Jean-François Perrier1 and Rodolfo Delgado-Lezama2

1Department of Medical Physiology, Panum Institute, University of Copenhagen, DK-2200 Copenhagen N, Denmark, and 2Departamento de Fisiología, Biofísica y Neurociencias, Centro de Investigación y de Estudios Avanzados, 07000-México, México

Serotonin (5-HT) is a major modulator of the CNS. In motoneurons recorded in slices of the spinal cord, 5-HT promotes plateau potentials mediated by the activity of low-threshold L-type calcium channels (CaV1.3). However, no direct evidence has shown that 5-HT actually promotes plateau potentials under physiological conditions. Here, we investigate how release of 5-HT induced by activation of the raphe nucleus modulates intrinsic properties of spinal motoneurons. We developed an integrated preparation of the brainstem left in continuity with the cervical segments of the spinal cord from adult turtles. Electrical stimulation of the raphe nucleus increased the excitability of motoneurons by decreasing the amplitude of the afterhyperpolarization following action potentials and by promoting plateau potentials.

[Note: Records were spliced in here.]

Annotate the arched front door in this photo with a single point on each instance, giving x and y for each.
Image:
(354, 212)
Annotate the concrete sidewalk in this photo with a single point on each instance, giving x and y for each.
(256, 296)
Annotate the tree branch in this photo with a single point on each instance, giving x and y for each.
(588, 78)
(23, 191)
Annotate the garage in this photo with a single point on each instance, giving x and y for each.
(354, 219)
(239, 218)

Antagonists of 5-HT2 receptors applied in the vicinity of motoneurons inhibited the facilitation of plateaus. In a slice preparation in which glutamatergic, GABAergic, and glycinergic ionotropic synaptic transmission was blocked, stimulation of the dorsolateral funiculus facilitated a plateau potential by promoting a voltage-sensitive persistent inward current. This effect was inhibited by the addition of antagonists for 5-HT2 receptors. Our study suggests that CaV1.3 channels are regulated by 5-HT released from raphe spinal synaptic terminals via 5-HT2 receptors.

Key words: brainstem; spinal cord; raphe; serotonin; motoneuron; synaptic transmission


Received May 17, 2005; revised July 19, 2005; accepted July 19, 2005.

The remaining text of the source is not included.